Is the German ruling class among the main enemies of the Greek people? Of course it is. It is a basic law of economics that the strongest capitalists exploit the weaker capitalists. And the German capitalists are economically among the strongest capitalists in the world. But since 1945, the U.S. domination of Germany—with the exception of the Soviet zone that became the GDR before 1989—has been the cornerstone of the U.S.’s domination of Europe and through its domination of Europe the world.

Germany key to Europe’s future

German imperialism has an especially infamous history, and this must never be forgotten. In the U.S., Hitler and the Nazis have been transformed into cardboard villains. When U.S. imperialism and its spokespeople denounce such figures as the late Yugoslav President Slobodan Milosevic as a “Hitler,” or Saddam Hussein as a “Hitler,” or maybe soon President Assad of Syria as the “new Hitler,” the effect is not only to demonize these figures. It also has the effect of rehabilitating Hitler himself in the eyes of a generation that has no real knowledge of the Nazis.

As young people come to realize that the U.S. media is lying about leaders whose real crime is to resist the U.S. world empire, they wonder: Was this Hitler’s real crime, too? If Hitler was merely like Slobodan Milosevic or Saddam Hussein, maybe he wasn’t so bad after all. Rehabilitating Hitler in this way, however, is harder to do in countries like Greece that were actually occupied and ruled by the Nazis. (4)

The working of objective economic laws means that it is only a matter of time before the American empire breaks up. Under the capitalist mode of production, the rise and decline of empires is ultimately ruled by the law of uneven and combined development, which in turn is ruled by even more basic laws of capitalism—ultimately the law of value that we have been examining throughout this blog.

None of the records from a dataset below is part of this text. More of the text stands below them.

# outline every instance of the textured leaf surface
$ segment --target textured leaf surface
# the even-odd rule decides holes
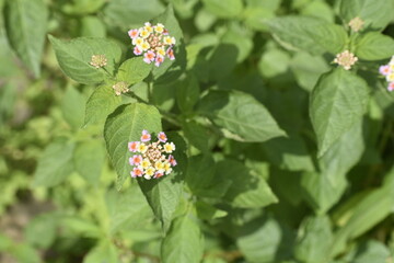
[[[267,108],[247,93],[211,91],[200,102],[199,111],[237,135],[239,140],[265,141],[285,136]]]
[[[204,239],[195,219],[188,215],[175,218],[162,243],[163,263],[199,263],[202,252]]]
[[[322,156],[366,113],[369,88],[356,75],[337,68],[325,73],[312,91],[310,115]]]
[[[159,111],[150,105],[132,103],[121,105],[112,113],[104,126],[104,138],[111,161],[118,174],[116,186],[119,190],[130,176],[128,142],[139,140],[143,129],[161,132]]]
[[[324,20],[309,16],[282,16],[268,22],[274,36],[289,49],[313,55],[341,52],[347,42],[346,31]]]
[[[47,7],[42,0],[5,2],[5,26],[11,47],[38,77],[47,31]]]
[[[49,36],[57,60],[62,71],[71,79],[84,83],[95,84],[114,75],[116,65],[120,60],[120,47],[112,41],[99,37],[79,37],[72,41],[61,41]],[[105,55],[107,65],[96,69],[90,65],[93,55]]]
[[[35,186],[54,186],[73,171],[73,141],[59,140],[50,144],[38,160],[34,173]]]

Just to briefly review. Before Britain and to a much greater extent the United States were able to establish world empires, they had to build the most powerful industrial economies of their day. The rulers of first Britain and then the United States were thus able to use the power of their industries to produce the most powerful military machines. Britannia ruled the seas because Manchester ruled the markets of the world. Later, the U.S. was able to rule the seas, and the skies as well, because the industries of Pittsburgh, Detroit, Buffalo, and Cleveland had replaced Britain as the masters of the world market.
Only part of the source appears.